Traceback (most recent call last):
File “”, line 13, in
File “C:\Users\evang.conda\envs\py3_knime_tf2_3\lib\site-packages\tensorflow\python\keras\engine\training.py”, line 66, in _method_wrapper
return method(self, *args, **kwargs)
File “C:\Users\evang.conda\envs\py3_knime_tf2_3\lib\site-packages\tensorflow\python\keras\engine\training.py”, line 848, in fit
tmp_logs = train_function(iterator)
File “C:\Users\evang.conda\envs\py3_knime_tf2_3\lib\site-packages\tensorflow\python\eager\def_function.py”, line 580, in call
result = self._call(*args, **kwds)
File “C:\Users\evang.conda\envs\py3_knime_tf2_3\lib\site-packages\tensorflow\python\eager\def_function.py”, line 644, in _call
return self._stateless_fn(*args, **kwds)
File “C:\Users\evang.conda\envs\py3_knime_tf2_3\lib\site-packages\tensorflow\python\eager\function.py”, line 2420, in call
return graph_function._filtered_call(args, kwargs) # pylint: disable=protected-access
File “C:\Users\evang.conda\envs\py3_knime_tf2_3\lib\site-packages\tensorflow\python\eager\function.py”, line 1665, in _filtered_call
self.captured_inputs)
File “C:\Users\evang.conda\envs\py3_knime_tf2_3\lib\site-packages\tensorflow\python\eager\function.py”, line 1746, in _call_flat
ctx, args, cancellation_manager=cancellation_manager))
File “C:\Users\evang.conda\envs\py3_knime_tf2_3\lib\site-packages\tensorflow\python\eager\function.py”, line 598, in call
ctx=ctx)
File “C:\Users\evang.conda\envs\py3_knime_tf2_3\lib\site-packages\tensorflow\python\eager\execute.py”, line 60, in quick_execute
inputs, attrs, num_outputs)
tensorflow.python.framework.errors_impl.InternalError: Blas GEMM launch failed : a.shape=(300, 30), b.shape=(30, 40), m=300, n=40, k=30
[[node model/dense/MatMul (defined at :13) ]] [Op:__inference_train_function_1702]

Function call stack:
train_function

I am not sure if that is related to KNIME but I didn’t change the example workflow yet.
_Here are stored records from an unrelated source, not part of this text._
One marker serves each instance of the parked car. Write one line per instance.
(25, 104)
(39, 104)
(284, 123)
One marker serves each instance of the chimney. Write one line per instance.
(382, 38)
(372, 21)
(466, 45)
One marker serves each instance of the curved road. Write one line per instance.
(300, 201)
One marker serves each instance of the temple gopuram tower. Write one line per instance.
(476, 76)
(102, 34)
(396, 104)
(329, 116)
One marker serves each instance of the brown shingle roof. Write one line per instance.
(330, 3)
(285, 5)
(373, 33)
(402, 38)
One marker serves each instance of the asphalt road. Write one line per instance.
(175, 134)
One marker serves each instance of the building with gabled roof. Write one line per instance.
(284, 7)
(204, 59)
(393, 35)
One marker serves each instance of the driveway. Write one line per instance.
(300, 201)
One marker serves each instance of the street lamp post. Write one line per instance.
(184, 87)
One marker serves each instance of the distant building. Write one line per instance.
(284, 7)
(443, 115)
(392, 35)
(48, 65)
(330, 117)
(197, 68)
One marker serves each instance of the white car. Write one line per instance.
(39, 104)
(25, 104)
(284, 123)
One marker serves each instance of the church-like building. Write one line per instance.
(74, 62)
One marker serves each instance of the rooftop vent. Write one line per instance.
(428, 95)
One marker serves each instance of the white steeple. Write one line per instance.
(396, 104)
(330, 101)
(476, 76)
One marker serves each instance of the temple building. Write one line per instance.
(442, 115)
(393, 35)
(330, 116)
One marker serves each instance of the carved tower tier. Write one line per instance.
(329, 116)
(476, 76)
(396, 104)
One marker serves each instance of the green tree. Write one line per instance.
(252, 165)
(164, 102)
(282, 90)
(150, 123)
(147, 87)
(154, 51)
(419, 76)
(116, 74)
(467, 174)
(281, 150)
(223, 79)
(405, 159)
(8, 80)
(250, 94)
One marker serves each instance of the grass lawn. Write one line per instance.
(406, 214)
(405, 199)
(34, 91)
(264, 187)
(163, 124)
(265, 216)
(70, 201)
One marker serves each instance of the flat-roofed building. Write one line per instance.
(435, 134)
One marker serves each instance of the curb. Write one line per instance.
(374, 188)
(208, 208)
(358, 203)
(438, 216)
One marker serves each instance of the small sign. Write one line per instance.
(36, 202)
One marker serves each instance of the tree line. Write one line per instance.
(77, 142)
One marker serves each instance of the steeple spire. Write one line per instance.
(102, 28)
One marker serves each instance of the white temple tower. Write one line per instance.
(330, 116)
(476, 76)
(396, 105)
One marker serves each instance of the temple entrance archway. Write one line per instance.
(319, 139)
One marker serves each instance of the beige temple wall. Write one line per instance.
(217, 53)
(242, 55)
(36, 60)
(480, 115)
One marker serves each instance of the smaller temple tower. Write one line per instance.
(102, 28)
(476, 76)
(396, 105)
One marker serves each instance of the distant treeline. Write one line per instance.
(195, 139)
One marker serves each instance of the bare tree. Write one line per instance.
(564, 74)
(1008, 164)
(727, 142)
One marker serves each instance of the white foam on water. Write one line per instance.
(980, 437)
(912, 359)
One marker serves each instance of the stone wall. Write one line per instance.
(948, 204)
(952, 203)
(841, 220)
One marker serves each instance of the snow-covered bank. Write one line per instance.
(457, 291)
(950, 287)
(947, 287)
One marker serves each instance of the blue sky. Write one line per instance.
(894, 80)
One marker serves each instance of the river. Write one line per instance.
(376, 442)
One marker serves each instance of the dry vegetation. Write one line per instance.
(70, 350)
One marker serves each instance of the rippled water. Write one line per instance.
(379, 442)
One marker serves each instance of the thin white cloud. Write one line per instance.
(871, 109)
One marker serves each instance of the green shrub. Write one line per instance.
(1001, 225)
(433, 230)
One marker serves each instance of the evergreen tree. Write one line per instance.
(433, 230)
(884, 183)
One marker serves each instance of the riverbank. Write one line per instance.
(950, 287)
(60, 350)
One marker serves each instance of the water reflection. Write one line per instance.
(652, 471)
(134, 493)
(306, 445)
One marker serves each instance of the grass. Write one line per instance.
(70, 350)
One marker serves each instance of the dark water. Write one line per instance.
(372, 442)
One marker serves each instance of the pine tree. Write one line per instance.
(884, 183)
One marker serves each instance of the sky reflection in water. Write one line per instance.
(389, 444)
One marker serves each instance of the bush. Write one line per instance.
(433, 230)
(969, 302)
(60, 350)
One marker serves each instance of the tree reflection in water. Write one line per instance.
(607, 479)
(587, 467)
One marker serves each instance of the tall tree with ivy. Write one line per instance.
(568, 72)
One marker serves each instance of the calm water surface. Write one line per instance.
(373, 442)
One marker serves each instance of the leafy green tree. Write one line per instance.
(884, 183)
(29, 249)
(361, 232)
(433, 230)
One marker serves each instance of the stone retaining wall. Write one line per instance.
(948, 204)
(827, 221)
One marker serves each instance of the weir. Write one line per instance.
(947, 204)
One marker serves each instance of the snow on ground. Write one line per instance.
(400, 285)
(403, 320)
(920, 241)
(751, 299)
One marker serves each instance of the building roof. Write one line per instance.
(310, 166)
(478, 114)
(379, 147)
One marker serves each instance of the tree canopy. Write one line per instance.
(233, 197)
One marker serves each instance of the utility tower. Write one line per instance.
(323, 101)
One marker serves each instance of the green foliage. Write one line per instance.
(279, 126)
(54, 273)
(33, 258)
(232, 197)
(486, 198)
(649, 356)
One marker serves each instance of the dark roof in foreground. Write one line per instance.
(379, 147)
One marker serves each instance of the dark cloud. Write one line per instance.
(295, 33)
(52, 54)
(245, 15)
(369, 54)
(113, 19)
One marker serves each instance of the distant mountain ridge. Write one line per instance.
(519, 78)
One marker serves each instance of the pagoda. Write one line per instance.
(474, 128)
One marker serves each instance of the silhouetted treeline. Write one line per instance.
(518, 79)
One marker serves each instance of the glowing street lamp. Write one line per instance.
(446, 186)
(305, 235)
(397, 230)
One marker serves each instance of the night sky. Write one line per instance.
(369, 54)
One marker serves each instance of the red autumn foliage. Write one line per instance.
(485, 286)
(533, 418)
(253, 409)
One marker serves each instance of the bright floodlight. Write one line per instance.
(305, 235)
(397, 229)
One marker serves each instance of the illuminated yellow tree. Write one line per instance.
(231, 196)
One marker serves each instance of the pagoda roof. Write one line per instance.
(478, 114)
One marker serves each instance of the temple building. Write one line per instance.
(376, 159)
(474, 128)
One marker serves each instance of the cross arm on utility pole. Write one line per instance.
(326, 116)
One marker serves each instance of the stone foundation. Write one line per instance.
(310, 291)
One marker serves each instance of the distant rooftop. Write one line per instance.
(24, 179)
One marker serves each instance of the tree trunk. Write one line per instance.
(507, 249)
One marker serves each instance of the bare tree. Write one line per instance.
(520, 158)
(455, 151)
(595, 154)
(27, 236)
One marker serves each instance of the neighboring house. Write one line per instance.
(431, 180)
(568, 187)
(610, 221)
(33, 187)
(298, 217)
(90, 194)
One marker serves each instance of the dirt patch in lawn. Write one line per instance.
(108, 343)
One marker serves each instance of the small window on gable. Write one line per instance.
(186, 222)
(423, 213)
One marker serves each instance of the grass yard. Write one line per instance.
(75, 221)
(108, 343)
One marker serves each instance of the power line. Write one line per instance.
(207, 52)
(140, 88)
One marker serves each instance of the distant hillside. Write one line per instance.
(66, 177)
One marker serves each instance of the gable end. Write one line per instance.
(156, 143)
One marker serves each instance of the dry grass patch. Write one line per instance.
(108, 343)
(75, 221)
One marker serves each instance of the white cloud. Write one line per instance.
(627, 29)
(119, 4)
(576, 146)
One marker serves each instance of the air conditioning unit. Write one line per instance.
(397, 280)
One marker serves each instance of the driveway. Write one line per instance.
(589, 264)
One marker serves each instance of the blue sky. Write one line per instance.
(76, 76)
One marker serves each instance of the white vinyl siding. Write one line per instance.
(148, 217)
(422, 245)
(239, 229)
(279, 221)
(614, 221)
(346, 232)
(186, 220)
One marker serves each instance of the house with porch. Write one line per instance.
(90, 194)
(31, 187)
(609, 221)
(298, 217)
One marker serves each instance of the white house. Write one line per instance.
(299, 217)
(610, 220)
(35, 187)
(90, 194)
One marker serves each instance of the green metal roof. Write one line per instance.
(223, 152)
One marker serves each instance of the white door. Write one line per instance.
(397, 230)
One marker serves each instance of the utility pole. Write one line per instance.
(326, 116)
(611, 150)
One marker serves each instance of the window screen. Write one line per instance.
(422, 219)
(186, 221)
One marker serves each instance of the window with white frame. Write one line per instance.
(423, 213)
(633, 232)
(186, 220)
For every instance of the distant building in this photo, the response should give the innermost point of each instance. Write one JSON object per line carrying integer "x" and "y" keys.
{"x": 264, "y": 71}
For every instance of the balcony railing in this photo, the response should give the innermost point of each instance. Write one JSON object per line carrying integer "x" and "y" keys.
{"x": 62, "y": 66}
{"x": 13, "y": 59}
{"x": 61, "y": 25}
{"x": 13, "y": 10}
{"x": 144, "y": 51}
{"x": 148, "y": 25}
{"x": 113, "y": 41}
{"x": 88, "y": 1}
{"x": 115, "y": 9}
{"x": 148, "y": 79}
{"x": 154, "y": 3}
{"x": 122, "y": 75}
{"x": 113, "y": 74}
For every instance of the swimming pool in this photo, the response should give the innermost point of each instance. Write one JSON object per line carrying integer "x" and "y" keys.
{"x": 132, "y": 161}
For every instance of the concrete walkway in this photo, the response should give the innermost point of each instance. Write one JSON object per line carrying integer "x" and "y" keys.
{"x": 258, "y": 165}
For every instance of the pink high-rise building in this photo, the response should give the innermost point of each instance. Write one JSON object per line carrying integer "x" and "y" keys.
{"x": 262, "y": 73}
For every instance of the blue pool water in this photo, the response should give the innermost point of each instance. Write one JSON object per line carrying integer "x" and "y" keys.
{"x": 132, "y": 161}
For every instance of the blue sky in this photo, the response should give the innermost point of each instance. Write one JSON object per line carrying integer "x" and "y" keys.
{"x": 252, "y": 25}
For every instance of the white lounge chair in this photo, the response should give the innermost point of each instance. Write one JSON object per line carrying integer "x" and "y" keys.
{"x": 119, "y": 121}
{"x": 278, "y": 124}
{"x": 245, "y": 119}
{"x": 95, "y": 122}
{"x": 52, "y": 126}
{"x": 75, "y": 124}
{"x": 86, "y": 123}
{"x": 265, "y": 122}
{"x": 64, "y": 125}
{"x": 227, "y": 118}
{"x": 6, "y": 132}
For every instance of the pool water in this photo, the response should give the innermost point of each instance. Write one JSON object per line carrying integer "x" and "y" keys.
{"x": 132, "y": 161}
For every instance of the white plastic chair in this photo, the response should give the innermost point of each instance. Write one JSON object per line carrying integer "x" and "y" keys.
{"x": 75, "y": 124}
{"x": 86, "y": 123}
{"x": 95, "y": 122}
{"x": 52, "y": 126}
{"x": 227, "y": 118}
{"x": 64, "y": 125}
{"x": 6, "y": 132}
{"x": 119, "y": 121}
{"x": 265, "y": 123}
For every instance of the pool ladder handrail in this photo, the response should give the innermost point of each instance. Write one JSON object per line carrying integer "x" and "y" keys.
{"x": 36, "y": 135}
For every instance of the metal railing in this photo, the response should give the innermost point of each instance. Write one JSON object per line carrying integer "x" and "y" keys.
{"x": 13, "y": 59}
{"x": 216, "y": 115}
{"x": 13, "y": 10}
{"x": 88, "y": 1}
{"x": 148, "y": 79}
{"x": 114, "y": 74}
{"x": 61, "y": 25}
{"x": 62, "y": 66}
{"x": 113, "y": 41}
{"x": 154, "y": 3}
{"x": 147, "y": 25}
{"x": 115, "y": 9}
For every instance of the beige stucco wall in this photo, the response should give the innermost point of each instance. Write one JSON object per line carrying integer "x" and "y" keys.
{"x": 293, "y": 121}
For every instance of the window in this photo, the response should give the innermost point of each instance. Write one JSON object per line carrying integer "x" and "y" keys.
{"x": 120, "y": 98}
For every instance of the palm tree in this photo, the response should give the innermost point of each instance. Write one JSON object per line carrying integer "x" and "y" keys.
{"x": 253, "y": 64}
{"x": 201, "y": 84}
I would assume that the example workflow should work out of the box.

I will continue trying to figure out if that is KNIME related of if some local settings are causing this.

Cheers,
Evan

MarcelW · December 30, 2020, 5:48pm

Hi Evan,

That is great news! We will fix the batch-less option on our end as soon as possible.

Now that you employ the batch file, there should be no difference in how TensorFlow is used between KNIME and an ordinary Python script.
I have not come across this error myself, yet, but it reads like a GPU-specific problem. This post suggests it could be caused by a different process blocking the GPU. And this post specifically mentions your GPU series and suggests to pass TensorFlow some additional configuration when using these GPUs. (The CUDA/CuDNN versions mentioned in the post should match the ones installed by KNIME. At least on my machine, KNIME installed CUDA 10.1 and CuDNN 7.6.5. You can check that via conda list -n py3_knime_tf2_3 cudatoolkit and conda list -n py3_knime_tf2_3 cudnn, respectively.)

Marcel

Evan1388 · January 17, 2021, 9:43am

Hi Marcel,

Thank you for those pointers.
Indeed, after applying the solution from your second link,I was able to make it all work.

Cheers,
Evan

system · January 24, 2021, 9:43am

This topic was automatically closed 7 days after the last reply. New replies are no longer allowed.